Being a leader at the paper and the “first woman who …” put her, as she described it, at the forefront of a wedge that she’d expected would continue moving forward and upward with women filling in and filing in behind her. But Wade was out in the lead alone.

“A young woman from Local 91 of the garment workers union said to me once, ‘Don’t go out on a limb by yourself because they’ll sure saw it off,'” recalled Wade. “I was extremely worried about being out there by myself for a long time, and I was always very relieved when women were hired and they came along behind me, but they weren’t coming along very fast.”

Wade, Wedged Into Corner, Leaves News Side

And the Times did exact a price from Wade. In 1987, she was convinced by her superiors to leave her editing post and the news desk to take over the Practical Traveler column from Paul Grimes, who left for Conde Nast. Wade clearly expressed her desire to stay in the news department, a place for which she had worked so hard, but she eventually took the post.

“I wasn’t just on the glass ceiling,” said Wade. “I was wedged into a corner. So this was a way out.”

With a weekly byline, she became known internationally for getting it right–this time about airfares and liability of insurance companies. And her passion for precision in language carried over to her new assignment.
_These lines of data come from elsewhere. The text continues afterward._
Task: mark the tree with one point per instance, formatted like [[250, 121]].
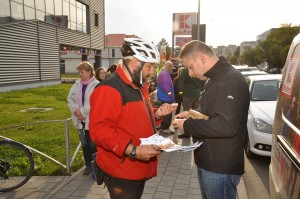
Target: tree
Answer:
[[275, 48], [249, 57], [164, 49]]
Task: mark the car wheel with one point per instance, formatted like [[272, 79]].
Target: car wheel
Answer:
[[248, 152]]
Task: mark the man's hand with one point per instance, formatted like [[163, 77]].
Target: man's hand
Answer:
[[178, 123], [146, 152], [165, 109], [182, 115], [79, 115]]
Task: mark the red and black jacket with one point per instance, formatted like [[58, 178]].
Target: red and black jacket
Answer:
[[119, 115]]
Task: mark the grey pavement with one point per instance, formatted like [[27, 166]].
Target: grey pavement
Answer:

“Betsy is a real news hound,” said Ursula Mahoney, a just-retired photo editor for the Times’ travel section and a long-time colleague. “She went after facts relentlessly, and she wanted to feel proud of the work she did. Working with her meant knowing what journalism should be and what it could be. She has so much integrity.”

In her retirement, Wade is determined to never “live life looking in the rear view mirror” and is looking forward to teaching a course on journalism and public policy at the Hunter College Graduate School of Urban Affairs. She also plans to write an authoritative pamphlet on travelers’ medical and legal issues, to be made available through doctors.
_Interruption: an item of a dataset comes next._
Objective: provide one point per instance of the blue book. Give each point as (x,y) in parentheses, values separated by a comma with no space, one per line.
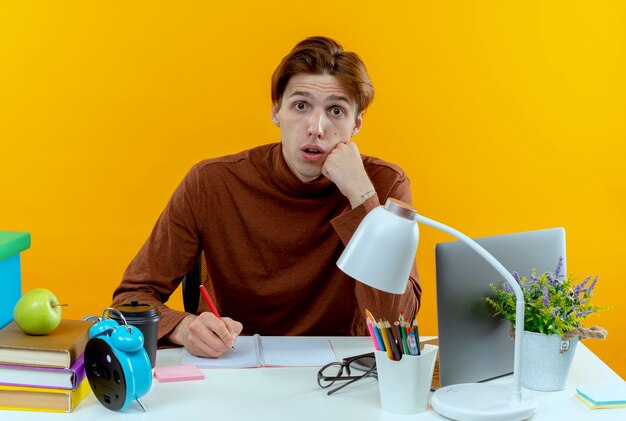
(11,244)
(602,396)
As for The New York Times, Wade was pleased that political columnist Gail Collins was finally made head of the editorial page.

“It is never too late, but it is so late and so long in coming,” said Wade. “They had plenty of women who were as qualified as Gail years before, and they turned them aside.”

Elizabeth Randolph is a free-lance writer based in New York. She previously was content editor of Women’s Enews.